- 3–4 hours of walking and hiking over approx. 8km.
The name of this village – ‘Cuandixia’ – translates roughly as ‘Under The Oven,’ which could be interpreted as meaning a good safe spot that’s hard to find. You’ll also find it on maps as ‘Chuandixia,’ as the character for Chuan (川) is much less complicated than that of Cuan (爨).
We'll start our day out with a hike in the hills above the village, making a loop that will bring us back to the starting point for a big lunch, Then we'll take a tour of the alleys, lanes, paved stairs, and courtyard houses. It will be quite a long day, but well worth it!
The drive out to the village is long and scenic, following a national road through mountains and along the bottom of deep canyons, passing through small townships in the mining country of west Mentougou district.

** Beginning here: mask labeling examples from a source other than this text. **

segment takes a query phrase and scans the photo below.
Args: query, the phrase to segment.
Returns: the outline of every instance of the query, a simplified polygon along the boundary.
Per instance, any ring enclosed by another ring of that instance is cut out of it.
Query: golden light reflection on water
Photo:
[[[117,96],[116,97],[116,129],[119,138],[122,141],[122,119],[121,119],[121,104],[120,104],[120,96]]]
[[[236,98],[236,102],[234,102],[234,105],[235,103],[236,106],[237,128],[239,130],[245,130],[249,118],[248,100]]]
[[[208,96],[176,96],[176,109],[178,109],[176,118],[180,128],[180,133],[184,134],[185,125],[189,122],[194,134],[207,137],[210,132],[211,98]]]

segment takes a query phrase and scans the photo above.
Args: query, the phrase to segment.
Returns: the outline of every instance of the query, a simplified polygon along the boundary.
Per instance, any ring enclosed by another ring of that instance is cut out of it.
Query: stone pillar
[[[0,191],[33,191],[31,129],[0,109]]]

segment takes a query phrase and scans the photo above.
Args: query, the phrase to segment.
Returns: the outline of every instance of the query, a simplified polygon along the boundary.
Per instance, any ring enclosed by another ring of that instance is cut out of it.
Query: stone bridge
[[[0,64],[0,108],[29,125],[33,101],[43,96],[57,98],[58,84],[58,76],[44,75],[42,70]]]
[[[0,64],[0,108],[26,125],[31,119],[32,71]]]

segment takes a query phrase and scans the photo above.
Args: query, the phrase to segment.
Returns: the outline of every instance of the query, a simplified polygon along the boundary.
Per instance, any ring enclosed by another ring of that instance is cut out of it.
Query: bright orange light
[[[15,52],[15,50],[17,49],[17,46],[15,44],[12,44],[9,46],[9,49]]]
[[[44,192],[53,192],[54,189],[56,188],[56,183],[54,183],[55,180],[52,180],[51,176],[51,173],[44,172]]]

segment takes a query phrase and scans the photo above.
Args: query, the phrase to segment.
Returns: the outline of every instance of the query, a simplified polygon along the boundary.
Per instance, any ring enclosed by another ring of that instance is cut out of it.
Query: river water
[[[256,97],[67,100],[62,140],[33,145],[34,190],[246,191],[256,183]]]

The village lies on the side of a hill on the old road between Beijing and Xi’an, and is made up of many well-preserved stone buildings, including about 70 courtyards. The majority of these courtyards are now guesthouses, and the owners are usually happy enough to let people explore. In the village we’ll find much history, with old Cultural Revolution slogans slowly fading on some of the walls, and art, stone, and wood work from the Qing and Ming Dynasties. Cuandixia was lucky to escape destruction during the war, while some other villages in the area were destroyed almost completely.
Outline of itinerary
- Arrive at Cuandixia
- Walk up main street of village and out to visit the narrow canyon in the hills behind the village; hike up to caves (optional)
- Lunch at village restaurant
- Explore the key sites in the village
- Climb up to viewing point opposite the village
What to bring on this trip
- Plenty of snacks to eat along the way
- Sun protection: long-sleeved shirt, hat
- Warm clothes in case it gets chilly
- Good hiking boots or sturdy shoes for walking
- (Click here to read our full What to Bring on a Hike list)
Reasons you might not enjoy this hike
- There's not a whole lot of hiking on this outing. But there is a bit of a stair-climb involved to reach the best viewpoints.